Ya Ru le tendió el sobre al hombre, que se hizo con él inclinándose levemente.

– Liu Xin -le dijo-. Esta tarea que ahora te encomiendo es la más importante de cuantas te he pedido que hagas hasta ahora, se trata de mi propia vida, de mi familia.

– Haré lo que me pides.

– Sé que lo harás, pero si fracasas, te ruego que no vuelvas nunca, pues tendré que matarte.

– No fracasaré.

Ya Ru asintió. La conversación había terminado. Liu Xin cruzó la puerta, que volvió a cerrarse silenciosa. Una vez más, la última de la noche, Ya Ru habló con la señora Shen.

– Acaba de salir un hombre de mi despacho -le dijo Ya Ru.

– Un caballero muy discreto y amable.

– Muy bien, pues nunca ha estado aquí.

– Por supuesto que no.

– La única que ha venido esta noche ha sido mi hermana Hong.

– Sí, no he dejado pasar a nadie más. Tampoco he anotado en el registro ningún otro nombre, salvo el de Hong Qui.

– Ya puede irse, señora Shen. Yo me quedaré aún un par de horas.

Terminó la conversación. Ya Ru sabía que la señora Shen aguardaría allí hasta que él se marchase. No tenía familia ni otra vida aparte del trabajo que hacía para él. Ella era el espíritu que vigilaba ante su puerta.

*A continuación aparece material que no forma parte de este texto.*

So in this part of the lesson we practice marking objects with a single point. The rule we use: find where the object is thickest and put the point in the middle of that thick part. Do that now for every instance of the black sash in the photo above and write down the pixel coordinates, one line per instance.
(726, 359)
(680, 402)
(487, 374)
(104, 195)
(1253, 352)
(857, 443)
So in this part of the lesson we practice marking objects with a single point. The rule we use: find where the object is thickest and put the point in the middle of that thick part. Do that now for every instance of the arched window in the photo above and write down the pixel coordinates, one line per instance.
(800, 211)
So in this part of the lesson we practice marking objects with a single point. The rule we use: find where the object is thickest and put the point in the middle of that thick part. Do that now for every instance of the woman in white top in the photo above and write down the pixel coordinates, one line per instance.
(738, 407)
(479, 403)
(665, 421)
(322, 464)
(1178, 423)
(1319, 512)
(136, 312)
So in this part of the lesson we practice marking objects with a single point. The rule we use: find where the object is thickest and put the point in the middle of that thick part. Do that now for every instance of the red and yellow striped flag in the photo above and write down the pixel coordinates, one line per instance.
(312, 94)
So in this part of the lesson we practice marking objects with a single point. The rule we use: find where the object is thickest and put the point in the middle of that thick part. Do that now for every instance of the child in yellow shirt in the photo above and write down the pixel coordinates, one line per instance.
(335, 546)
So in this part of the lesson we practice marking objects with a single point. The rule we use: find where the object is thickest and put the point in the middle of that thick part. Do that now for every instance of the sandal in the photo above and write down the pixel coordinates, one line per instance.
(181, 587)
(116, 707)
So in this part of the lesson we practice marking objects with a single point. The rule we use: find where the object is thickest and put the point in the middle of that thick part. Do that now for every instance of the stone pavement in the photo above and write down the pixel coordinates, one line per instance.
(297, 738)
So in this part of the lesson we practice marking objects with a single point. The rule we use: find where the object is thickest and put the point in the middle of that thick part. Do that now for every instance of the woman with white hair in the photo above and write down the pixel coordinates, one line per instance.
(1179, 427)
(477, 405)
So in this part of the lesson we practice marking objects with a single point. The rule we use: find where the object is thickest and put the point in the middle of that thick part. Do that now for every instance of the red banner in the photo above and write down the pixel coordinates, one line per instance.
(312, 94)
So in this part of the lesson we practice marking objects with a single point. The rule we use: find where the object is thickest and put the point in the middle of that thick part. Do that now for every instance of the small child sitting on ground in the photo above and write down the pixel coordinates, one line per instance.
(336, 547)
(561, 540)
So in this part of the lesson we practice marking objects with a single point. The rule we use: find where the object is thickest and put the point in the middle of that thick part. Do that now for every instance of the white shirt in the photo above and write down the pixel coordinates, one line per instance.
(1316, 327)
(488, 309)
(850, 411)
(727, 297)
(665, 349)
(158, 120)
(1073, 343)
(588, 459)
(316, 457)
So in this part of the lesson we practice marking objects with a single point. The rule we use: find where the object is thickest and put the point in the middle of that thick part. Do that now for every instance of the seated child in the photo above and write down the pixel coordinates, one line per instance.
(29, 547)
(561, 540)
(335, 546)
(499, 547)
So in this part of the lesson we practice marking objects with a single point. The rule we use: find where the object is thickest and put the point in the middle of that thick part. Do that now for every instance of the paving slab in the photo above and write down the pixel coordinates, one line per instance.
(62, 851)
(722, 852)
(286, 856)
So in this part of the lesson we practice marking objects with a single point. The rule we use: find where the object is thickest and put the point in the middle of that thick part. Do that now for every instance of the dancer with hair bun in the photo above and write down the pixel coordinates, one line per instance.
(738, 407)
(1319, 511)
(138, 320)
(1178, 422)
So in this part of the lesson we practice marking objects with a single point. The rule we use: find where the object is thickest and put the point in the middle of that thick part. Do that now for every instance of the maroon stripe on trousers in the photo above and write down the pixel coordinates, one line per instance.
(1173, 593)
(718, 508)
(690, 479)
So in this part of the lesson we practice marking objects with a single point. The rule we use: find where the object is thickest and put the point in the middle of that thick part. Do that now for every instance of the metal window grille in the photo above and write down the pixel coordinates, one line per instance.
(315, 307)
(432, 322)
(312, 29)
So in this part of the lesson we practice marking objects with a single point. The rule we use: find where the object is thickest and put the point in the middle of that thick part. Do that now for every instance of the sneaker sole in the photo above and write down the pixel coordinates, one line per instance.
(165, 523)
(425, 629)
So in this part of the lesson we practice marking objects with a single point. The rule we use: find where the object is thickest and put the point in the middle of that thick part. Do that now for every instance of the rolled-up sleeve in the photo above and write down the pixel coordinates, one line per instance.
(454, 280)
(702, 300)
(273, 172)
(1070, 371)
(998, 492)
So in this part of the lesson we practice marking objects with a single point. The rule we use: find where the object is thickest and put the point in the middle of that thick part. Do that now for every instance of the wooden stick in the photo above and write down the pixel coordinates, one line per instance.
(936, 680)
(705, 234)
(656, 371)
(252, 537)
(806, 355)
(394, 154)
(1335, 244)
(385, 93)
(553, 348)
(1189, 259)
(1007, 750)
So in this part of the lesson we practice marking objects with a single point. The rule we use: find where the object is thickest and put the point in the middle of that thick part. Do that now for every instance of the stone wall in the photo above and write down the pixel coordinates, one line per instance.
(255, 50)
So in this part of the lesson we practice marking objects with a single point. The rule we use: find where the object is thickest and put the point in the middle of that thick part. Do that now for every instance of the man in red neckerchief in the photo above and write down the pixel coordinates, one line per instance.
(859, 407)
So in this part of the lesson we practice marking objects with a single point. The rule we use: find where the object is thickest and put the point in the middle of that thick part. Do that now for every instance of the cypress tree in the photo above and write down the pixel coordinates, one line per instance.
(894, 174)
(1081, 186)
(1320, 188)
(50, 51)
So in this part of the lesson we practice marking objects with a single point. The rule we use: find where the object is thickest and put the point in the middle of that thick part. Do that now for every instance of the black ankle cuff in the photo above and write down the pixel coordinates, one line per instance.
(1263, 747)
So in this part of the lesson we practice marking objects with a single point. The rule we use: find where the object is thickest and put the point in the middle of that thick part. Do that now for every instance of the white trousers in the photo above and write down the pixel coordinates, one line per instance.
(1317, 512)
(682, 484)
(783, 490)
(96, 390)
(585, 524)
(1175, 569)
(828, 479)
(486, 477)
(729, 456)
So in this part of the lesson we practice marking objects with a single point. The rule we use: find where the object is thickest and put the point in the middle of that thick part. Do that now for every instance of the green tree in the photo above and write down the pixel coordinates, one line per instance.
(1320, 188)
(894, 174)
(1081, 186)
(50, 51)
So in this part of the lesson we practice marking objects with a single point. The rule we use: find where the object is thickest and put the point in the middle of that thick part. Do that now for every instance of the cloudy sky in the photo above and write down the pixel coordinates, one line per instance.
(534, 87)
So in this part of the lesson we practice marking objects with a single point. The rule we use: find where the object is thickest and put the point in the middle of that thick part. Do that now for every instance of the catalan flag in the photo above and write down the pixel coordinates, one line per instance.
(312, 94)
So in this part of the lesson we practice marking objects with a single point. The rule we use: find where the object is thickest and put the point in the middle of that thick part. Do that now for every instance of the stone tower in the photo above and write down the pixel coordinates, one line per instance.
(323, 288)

Ya Ru regresó de nuevo junto a la ventana para contemplar la ciudad durmiente. Ya era mucho más de medianoche. Se sentía feliz. Había sido un buen día de cumpleaños pese a que la conversación con su hermana Hong Qui no había discurrido por donde él habría querido. Ella ya no comprendía qué pasaba en el mundo. Se negaba a ver los nuevos tiempos. La idea de que fuesen apartándose cada vez más lo llenaba de pesar; pero era necesario. Por el bien del país. Ella tal vez llegaría a comprenderlo un día.